In those days, Microsoft was small (5000 employees!) and reasonable. But I was tired of having no life outside of work, so I moved to New York, where I spent about ten minutes working for Microsoft Consulting before I fled in fright, getting on a bicycle and riding straight across the USA over the course of 10 weeks while I figured out my next plan.
I had two more jobs in New York. I spent a couple of years at Viacom Interactive Services, doing a lot of goofing around but also building an application server for MTV which was really fast. Then I crossed the street to work at Juno Online Services, a national ISP.

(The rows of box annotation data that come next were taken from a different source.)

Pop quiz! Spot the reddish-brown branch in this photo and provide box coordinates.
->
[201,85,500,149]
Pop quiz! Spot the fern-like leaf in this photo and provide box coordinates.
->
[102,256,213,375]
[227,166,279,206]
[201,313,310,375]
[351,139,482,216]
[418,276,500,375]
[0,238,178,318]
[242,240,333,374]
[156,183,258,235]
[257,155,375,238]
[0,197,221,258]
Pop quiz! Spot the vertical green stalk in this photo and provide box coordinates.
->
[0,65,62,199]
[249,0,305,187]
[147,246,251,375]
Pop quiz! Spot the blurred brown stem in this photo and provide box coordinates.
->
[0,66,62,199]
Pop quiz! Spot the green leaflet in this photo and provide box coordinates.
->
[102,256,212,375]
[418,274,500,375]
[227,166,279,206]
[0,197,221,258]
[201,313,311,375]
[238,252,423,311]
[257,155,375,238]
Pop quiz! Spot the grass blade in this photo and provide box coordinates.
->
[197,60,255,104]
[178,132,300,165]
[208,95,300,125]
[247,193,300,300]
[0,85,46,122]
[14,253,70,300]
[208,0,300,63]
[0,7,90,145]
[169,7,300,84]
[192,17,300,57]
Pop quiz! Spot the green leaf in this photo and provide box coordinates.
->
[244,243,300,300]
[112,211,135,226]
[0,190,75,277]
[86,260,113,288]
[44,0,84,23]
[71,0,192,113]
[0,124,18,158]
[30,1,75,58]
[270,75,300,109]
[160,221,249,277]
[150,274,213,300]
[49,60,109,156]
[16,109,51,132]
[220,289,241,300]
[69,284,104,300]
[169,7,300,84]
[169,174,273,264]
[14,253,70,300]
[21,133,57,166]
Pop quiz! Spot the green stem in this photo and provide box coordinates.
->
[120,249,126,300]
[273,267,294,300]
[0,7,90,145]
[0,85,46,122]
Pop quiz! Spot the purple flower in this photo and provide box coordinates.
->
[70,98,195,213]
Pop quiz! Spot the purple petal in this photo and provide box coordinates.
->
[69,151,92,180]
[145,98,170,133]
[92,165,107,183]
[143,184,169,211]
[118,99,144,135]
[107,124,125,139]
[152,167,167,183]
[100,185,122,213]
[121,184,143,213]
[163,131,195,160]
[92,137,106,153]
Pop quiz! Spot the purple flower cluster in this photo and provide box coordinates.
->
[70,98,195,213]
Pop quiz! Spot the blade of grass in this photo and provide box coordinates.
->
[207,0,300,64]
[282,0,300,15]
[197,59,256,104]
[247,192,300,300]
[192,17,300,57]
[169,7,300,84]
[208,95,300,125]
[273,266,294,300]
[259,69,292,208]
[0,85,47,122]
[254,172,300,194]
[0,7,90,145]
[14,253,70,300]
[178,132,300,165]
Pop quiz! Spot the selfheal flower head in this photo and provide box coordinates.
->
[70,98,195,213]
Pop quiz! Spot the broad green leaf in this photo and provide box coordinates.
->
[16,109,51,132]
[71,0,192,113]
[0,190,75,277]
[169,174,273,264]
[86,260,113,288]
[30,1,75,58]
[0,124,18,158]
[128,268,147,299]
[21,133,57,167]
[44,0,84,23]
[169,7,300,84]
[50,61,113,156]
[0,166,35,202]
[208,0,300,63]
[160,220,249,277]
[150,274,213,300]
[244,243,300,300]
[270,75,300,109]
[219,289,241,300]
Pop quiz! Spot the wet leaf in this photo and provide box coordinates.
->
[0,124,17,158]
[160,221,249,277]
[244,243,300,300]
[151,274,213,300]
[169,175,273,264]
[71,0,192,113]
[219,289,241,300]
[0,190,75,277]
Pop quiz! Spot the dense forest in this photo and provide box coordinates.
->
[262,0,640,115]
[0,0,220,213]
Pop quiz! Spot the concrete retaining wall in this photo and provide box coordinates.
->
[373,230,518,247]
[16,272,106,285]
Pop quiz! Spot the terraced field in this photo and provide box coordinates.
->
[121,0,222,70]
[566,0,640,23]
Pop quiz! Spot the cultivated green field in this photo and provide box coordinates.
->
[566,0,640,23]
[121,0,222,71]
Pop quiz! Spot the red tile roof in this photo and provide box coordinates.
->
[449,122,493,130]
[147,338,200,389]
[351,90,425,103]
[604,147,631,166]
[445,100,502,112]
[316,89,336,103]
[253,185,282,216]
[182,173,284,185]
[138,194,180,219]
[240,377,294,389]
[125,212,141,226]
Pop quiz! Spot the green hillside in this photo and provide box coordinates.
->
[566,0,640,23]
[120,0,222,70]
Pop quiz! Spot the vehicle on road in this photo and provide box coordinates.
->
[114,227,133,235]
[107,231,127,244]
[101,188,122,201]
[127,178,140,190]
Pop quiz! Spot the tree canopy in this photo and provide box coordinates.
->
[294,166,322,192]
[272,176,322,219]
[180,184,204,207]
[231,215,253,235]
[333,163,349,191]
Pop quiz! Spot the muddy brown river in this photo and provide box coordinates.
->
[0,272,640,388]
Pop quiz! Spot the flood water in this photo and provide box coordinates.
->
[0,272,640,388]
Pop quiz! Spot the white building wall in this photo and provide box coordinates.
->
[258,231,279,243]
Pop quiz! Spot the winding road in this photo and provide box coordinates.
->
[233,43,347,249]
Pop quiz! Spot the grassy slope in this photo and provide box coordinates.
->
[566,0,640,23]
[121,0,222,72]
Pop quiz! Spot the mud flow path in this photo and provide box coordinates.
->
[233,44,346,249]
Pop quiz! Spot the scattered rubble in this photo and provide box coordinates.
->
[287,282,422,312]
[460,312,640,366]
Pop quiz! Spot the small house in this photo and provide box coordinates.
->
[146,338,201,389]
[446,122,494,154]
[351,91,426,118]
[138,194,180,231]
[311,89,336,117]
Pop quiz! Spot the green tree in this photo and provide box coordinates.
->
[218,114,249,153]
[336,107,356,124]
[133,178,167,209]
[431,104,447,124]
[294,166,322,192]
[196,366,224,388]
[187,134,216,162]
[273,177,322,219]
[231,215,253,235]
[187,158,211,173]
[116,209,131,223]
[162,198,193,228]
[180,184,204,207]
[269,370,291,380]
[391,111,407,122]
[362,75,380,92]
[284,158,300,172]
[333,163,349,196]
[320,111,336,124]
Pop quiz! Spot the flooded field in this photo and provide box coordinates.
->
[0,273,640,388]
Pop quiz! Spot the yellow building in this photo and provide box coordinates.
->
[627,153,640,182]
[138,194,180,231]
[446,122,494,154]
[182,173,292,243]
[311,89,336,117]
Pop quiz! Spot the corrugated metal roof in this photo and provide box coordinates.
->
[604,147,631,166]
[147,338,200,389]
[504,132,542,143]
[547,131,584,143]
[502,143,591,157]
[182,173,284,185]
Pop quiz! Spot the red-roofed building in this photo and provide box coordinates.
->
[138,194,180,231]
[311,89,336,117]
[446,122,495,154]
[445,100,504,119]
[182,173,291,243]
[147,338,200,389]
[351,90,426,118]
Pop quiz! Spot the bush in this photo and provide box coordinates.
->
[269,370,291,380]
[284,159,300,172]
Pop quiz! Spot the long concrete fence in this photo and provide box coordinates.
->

But I had always wanted to start my own company, and I finally reached the point where my mind had tricked me into thinking it was going to be easy. So, together with my friend Michael Pryor, I started Fog Creek Software in September, 2000, which is what I've been doing ever since. We've been growing steadily, without any outside investment, since then, and despite the so-called downturn we've managed to double our sales every year. We didn't start with a particular product in mind: our goal was simply to build the kind of software company where we would want to work, one in which programmers and software developers are the stars and everything else serves only to make them productive and happy. The theory, which has proven itself over and over again, is that this kind of thinking would allow us to attract the super-talented software developers who would do great things and make us successful.